A l’interface entre le milieu marin et le milieu continental, la mangrove est un écosystème fait d’un assemblage de micro habitat et d’espèces. Elle est l’un des milieux les plus riches de la planète.

Barrière végétale impénétrable pour les grands prédateurs, la mangrove offre un abri aux poissons et crustacés qui viennent se reproduire en grand nombre. Alevins et juvéniles grandissent en toute tranquillité entre les racines de palétuvier. Il a été étudié dans le Saloum que la mangrove offre un refuge à 127 espèces de poissons dont les trois quart viennent pour se reproduire. La mangrove assure ainsi le renouvellement des poissons et des crevettes qui à l’âge adulte, rejoindront la pleine mer.
Les marées rythment la vie des oiseaux. Les tournepierres, courlis, chevaliers, gravelot et autre limicoles colonisent l’ensemble de la zone intertidale. A marée basse, l’activité est intense. De leur bec, ils fouillent inlassablement sous les racines à la recherche de crabes, de coquillages et de vers. A marée haute, le petit peuple de la vase vient se percher sur les palétuviers, ou se repose plus loin sur les tannes désolés. Plus haut, c’est la cohue dans les racines et dans les branches. Les piscivores, martins pêcheurs, hérons, aigrettes, se tiennent à l’affut, tandis que pélicans gris et blanc, se gavent de grosses proies à l’embouchure des bolongs. Parfois l’ombre gigantesque d’un goliath, le plus grands des hérons frôlent les arbres.
Situées en plein cœur des régions arides sahéliennes de l’Afrique de l’ouest, les mangroves du Sénégal, sont des zones humides vitales dont dépend la migration des oiseaux. Celle du delta du sine Saloum, déjà inscrite en réserve de la biosphère et protégée par un parc national est le troisième site côtier d’importance ornithologique de l’Afrique de l’ouest, après le banc d’Arguin en Mauritanie et l’archipel des Bigagos en Guinée Bissau.

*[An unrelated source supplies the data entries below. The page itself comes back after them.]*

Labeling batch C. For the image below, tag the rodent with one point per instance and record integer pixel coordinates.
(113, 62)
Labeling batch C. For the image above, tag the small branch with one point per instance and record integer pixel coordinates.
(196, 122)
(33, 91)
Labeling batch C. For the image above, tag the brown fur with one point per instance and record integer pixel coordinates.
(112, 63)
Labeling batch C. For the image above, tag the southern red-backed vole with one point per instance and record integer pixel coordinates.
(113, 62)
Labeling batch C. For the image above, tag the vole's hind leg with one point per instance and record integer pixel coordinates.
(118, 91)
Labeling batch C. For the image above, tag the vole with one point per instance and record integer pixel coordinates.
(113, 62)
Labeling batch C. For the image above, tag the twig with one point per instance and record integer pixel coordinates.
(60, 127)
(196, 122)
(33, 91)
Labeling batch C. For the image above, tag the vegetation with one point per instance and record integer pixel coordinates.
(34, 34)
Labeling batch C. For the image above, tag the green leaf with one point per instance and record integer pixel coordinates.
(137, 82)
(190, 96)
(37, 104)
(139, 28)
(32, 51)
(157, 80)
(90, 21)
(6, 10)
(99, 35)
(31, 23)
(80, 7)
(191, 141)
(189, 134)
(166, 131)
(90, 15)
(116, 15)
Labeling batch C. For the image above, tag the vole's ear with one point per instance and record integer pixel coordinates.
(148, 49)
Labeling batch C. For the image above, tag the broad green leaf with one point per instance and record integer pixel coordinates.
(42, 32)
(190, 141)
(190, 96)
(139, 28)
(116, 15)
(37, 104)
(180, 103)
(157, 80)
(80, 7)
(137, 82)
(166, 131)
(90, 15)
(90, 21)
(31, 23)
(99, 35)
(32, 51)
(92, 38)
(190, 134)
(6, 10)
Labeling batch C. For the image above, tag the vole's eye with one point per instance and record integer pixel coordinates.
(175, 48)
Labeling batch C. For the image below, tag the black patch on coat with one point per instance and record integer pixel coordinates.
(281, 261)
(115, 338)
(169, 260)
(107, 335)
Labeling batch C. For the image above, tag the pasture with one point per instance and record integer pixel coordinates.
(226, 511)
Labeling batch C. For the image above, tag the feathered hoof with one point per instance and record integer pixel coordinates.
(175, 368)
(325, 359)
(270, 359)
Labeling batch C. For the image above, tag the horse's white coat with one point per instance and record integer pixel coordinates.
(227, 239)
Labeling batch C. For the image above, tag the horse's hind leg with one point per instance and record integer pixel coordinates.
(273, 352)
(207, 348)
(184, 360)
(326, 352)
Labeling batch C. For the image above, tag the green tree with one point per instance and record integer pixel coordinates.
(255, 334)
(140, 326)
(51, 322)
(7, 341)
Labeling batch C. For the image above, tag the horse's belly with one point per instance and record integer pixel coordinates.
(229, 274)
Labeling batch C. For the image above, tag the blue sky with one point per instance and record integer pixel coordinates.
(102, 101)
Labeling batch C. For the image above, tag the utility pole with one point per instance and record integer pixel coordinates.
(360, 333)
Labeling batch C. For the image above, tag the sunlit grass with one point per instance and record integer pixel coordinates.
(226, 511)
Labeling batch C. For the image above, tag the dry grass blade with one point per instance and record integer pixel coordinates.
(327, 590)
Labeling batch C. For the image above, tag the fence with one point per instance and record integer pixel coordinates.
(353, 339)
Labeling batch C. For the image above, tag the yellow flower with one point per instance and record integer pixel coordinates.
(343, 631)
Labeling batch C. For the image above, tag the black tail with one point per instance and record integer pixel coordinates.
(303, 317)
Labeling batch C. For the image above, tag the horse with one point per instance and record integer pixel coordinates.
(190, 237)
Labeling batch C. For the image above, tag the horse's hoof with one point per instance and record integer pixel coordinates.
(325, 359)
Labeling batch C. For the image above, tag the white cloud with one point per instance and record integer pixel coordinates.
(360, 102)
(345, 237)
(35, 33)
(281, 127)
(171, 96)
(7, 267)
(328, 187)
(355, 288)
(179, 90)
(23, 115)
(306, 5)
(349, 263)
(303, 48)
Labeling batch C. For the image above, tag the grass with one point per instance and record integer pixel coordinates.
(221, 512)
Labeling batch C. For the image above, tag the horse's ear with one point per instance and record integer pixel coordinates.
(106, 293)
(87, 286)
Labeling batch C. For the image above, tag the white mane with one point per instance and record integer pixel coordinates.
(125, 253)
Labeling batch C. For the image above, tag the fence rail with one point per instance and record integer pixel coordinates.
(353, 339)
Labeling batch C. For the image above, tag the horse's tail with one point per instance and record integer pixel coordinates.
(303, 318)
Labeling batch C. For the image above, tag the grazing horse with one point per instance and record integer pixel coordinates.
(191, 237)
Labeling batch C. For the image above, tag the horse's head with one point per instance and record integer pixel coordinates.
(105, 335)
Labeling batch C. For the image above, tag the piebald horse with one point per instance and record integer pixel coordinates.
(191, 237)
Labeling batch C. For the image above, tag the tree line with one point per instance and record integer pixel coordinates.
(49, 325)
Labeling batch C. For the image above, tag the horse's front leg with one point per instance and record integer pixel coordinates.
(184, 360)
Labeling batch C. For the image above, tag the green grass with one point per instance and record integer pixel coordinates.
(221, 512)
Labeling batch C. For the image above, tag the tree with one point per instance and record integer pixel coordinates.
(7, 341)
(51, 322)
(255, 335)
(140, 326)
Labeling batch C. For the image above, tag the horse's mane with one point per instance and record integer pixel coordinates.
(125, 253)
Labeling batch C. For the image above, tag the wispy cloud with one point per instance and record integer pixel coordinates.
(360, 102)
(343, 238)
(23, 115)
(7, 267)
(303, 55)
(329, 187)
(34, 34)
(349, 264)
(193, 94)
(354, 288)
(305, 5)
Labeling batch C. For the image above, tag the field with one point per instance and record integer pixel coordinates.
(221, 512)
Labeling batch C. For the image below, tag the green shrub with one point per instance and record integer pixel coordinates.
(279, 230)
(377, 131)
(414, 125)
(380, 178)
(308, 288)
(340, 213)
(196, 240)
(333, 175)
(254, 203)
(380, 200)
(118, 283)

Aire marine protŽgŽe du Bamboung

La vie est un peu plus difficile pour les mammifères. Les singes vervet attendent l’aube ou le crépuscule pour descendre des arbres et venir étancher leur soif dans les bolongs. Le ricanement des hyènes trouble les nuits, tandis que dans l’eau apparait un museau aux deux narines largement ouvertes pour disparaitre aussitôt. Lemar! Un lamantin endémique à l’Afrique de l’ouest fait parfois une brève apparition dans les eaux de la mangrove.